Werden solche Sonderzonen von Akteur*innen gelenkt, die eine posthumanistische beziehungsweise transhumanistische Ideologie verfolgen, wie sie von Anhänger*innen des »effektiven Akzelerationismus« (e/acc) vertreten werden, wird technologischer Fortschritt zur Maxime. Entwicklungspfade werden dem Markt überlassen. Volodymyr Zhukov legte im Online-Magazin »Medium« umfangreich die Philosophie hinter dieser Bewegung dar.
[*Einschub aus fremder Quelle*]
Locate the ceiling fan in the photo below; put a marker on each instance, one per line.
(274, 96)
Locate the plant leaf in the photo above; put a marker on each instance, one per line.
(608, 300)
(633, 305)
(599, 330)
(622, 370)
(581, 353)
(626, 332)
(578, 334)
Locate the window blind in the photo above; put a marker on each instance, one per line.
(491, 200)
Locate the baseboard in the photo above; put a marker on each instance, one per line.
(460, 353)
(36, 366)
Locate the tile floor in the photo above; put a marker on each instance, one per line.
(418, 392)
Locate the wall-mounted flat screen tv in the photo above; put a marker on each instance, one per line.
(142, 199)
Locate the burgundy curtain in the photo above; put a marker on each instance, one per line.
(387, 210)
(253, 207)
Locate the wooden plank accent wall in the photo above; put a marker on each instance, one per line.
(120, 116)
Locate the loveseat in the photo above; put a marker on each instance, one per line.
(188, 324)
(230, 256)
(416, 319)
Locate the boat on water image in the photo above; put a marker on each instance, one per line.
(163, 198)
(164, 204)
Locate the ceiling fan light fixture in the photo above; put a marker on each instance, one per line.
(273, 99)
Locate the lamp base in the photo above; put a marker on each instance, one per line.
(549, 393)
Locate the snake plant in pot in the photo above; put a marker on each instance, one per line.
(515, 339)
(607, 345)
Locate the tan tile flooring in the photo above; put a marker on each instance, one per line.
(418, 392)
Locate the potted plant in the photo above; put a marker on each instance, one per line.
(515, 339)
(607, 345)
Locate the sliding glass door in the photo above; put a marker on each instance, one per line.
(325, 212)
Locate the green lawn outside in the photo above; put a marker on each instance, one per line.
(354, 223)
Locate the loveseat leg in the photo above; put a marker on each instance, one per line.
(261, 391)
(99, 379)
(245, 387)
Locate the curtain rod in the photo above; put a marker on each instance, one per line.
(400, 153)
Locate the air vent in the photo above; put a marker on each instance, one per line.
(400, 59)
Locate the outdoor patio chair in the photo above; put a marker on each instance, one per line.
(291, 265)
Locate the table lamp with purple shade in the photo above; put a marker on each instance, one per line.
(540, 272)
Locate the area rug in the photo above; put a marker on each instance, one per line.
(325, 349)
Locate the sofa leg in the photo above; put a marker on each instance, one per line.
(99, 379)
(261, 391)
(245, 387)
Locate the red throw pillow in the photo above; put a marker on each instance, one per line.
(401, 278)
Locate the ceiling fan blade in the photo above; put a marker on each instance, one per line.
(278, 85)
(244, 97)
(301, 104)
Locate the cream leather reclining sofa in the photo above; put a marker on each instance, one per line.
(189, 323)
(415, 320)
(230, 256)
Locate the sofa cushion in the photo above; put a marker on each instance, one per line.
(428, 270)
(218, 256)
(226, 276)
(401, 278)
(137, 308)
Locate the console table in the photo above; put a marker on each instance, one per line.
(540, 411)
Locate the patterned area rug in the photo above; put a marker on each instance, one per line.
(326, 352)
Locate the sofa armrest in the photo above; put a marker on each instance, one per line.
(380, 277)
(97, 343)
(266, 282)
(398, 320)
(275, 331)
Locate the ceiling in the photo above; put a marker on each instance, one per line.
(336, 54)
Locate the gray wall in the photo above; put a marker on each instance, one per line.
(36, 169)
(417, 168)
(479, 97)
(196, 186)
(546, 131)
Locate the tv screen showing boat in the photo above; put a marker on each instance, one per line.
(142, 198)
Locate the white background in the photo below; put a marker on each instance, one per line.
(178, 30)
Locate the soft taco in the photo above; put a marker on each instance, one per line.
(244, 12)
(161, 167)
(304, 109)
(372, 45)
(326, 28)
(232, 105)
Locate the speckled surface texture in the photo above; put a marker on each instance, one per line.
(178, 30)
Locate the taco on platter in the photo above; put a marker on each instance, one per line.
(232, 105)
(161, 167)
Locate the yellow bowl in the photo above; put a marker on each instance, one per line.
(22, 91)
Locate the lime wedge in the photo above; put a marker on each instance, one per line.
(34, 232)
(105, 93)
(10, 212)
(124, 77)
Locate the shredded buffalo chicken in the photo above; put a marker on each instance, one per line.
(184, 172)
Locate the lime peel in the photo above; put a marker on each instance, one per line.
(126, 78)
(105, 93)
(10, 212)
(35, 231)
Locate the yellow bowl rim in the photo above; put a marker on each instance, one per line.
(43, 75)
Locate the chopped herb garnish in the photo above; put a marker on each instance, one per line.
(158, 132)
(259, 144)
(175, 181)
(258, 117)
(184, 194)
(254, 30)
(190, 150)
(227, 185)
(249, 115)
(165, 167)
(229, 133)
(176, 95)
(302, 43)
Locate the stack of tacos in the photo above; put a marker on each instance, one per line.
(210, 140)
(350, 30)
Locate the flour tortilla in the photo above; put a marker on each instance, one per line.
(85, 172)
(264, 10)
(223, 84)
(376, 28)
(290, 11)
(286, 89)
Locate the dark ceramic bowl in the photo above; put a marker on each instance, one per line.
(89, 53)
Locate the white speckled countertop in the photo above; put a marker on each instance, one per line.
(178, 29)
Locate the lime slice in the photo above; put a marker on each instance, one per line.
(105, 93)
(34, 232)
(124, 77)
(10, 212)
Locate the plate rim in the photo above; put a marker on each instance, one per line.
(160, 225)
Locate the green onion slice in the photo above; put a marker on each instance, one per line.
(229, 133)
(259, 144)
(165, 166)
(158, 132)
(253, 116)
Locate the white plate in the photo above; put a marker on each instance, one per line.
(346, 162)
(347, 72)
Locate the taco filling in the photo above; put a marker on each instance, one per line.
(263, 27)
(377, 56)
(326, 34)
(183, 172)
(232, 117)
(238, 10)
Demnach vertreten ihre Anhänger*innen die Vision einer technologieoptimierten Zukunft, in der künstliche Intelligenz (KI) und künstliche allgemeine Intelligenz (AGI) eine herausragende Rolle dabei spielen, komplexen Herausforderungen wie Armut, Krieg, Klimakatastrophen und (Un-)Sterblichkeit zu begegnen.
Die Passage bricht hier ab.